We evaluated the three risk adjustment methods in five samples. The primary study sample included all community-dwelling fee-for-service Medicare beneficiaries with a hospital admission between January 1st, 2006 and June 30th, 2006. Additionally, four disease-specific samples consisting of subgroups of patients who had a hospitalization with a primary diagnosis of (1) stroke (ICD-9-CM: '3623', '430', '431', '433'-'436'); (2) DM (ICD-9-CM: '250'); (3) AMI (ICD-9-CM: '410'); or (4) CHF (ICD-9-CM: '4254', '4255', '4257', '4258', '4259', '428') during the six-month observation period between January 1st , 2006 and June 30th, 2006 were also selected. We selected the four conditions because they provide a mix of acute and chronic conditions that are common reasons for hospital admissions. Approximately 47% of all Medicare patients in the 5% CCW impatient file were discharged from hospitals during 2006 with at least one diagnosis of the four conditions. The first hospitalization during the six-month observation period was identified as the index hospitalization. The admission date of the index hospitalization was identified as the index date. Additional inclusion criteria for the study samples were fee-for-service Medicare Part A and B coverage for at least 12-month prior to the index admission and Medicare enrollment up to six months after the index date or death, whichever came first.

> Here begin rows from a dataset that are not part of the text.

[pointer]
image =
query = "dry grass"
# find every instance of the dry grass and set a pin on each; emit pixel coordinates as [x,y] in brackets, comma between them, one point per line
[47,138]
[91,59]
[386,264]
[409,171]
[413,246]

The outcomes of interest were in-hospital all-cause mortality and six-month all-cause mortality. In-hospital mortality was defined as death during the index hospitalization stay. Six-month mortality was defined as death within 180 days of the index hospital admission. In-hospital mortality was also counted as part of the six-month mortality outcome. The vital status and date of death for each beneficiary was identified using the CCW personal summary file.
Risk adjustment measures
The Charlson comorbidity index was originally derived to classify comorbidities that might alter the risk of mortality in individuals in longitudinal studies . Nineteen comorbidities were identified with a relative risk of mortality of 1.2 or greater. A weighted index was created to take into account the number and seriousness of the comorbidities. There have been several adaptations of the Charlson index for use with administrative data. Each adaptation consists of a set of ICD-9-CM diagnosis codes associated with each of the comorbidities identified by the Charlson index. The Deyo  and Dartmouth-Manitoba adaptations  are the most common adaptations. It has been shown that only minor differences exist between the two methods and that they identify comparable numbers of comorbidities and have similar predictive power. In our study, the Charlson comorbidity measures were derived from the Dartmouth-Manitoba adaptation of the original Charlson method which includes broader definitions for peripheral vascular disease, complications of diabetes, and cancer. Nineteen comorbidity indicators were identified in this adaptation of the Charlson method .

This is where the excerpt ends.